Go Back

New Releases

Oct 22, 2021

Aim’s foundations & why we’re building a Tensorboard alternative

Author:Gev Soghomonian

The origins of Aim

In the fateful summer of 2020, our friend mahnerak – a researcher at a non-profit lab was hitting the limits of Tensorboard. He wasn’t going to send the training logs to a third-party cloud. Meanwhile, spending hours on Tensorboard bothered to focus on his actual research. That’s how we decided to build a Tensorboard alternative.

Gor and I started hacking on an open-source library to store metrics and hyperparameters. In a month, mahnerak was using Aim 1.0 instead of Tensorboard to track, store, search and group his metrics.

By fall 2020, Aim 2.0 launched as a free, open-source and self-hosted alternative to Weights and Biases, Tensorboard and MLflow. To our surprise even r/MachineLearning loved it.

By spring 2021, mahnerak co-authoerd a paper WARP (code): Word-level Adverserial ReProgramming on his ACL-published work. At that point Aim users had contributed over 100 feature requests already.

A scale problem

But Aim’s power users — who often do 5K+ runs —were hitting issues.

After over 250 pull requests, 1.2K GitHub stars and 200 feature requests.

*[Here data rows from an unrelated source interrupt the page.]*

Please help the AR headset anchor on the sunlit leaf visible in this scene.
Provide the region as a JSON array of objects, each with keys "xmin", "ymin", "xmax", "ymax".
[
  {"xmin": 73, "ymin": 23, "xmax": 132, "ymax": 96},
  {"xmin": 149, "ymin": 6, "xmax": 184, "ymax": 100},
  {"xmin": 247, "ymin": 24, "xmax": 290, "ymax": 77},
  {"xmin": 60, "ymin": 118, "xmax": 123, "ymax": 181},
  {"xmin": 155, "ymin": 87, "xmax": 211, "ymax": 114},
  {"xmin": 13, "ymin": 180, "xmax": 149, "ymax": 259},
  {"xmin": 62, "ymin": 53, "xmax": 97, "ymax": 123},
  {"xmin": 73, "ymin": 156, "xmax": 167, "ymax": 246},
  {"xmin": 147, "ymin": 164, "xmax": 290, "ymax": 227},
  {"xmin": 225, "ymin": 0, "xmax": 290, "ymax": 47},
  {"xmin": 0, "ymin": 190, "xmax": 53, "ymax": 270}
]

Live updates, image tracking, distribution tracking… and Aim 2.0 was hitting the limits of Aim 1.0’s design.

In order to support the future, we had to make changes to the foundation now.

Launching Aim 3.0.0

An additional 317 pull requests later, we are excited to launch Aim v3.0.0 !!!

As a result, the most important changes include:

A completely revamped UI

Home page and run detail page
Runs, metrics and params explorers
Bookmarks and Tags

A completely revamped Aim Python SDK

New and much more intuitive (but still quite vanilla) API to track your training runs
New and 10x faster embedded storage based on Rocksdb. This will allow us to store virtually any type of AI metadata. On the contrary, AimRecords was designed for metrics and hyperparams only.

Enjoy the changes!

blog image

Performance improvements

Average run query execution time on ~2000 runs: 0.784s.
Average metrics query execution time on ~2000 runs with 6000 metrics: 1.552s.
New UI works smooth with ~500 metrics displayed at the same time with full Aim table interactions (for comparison, v2 was performant with limitation for only 100 metrics).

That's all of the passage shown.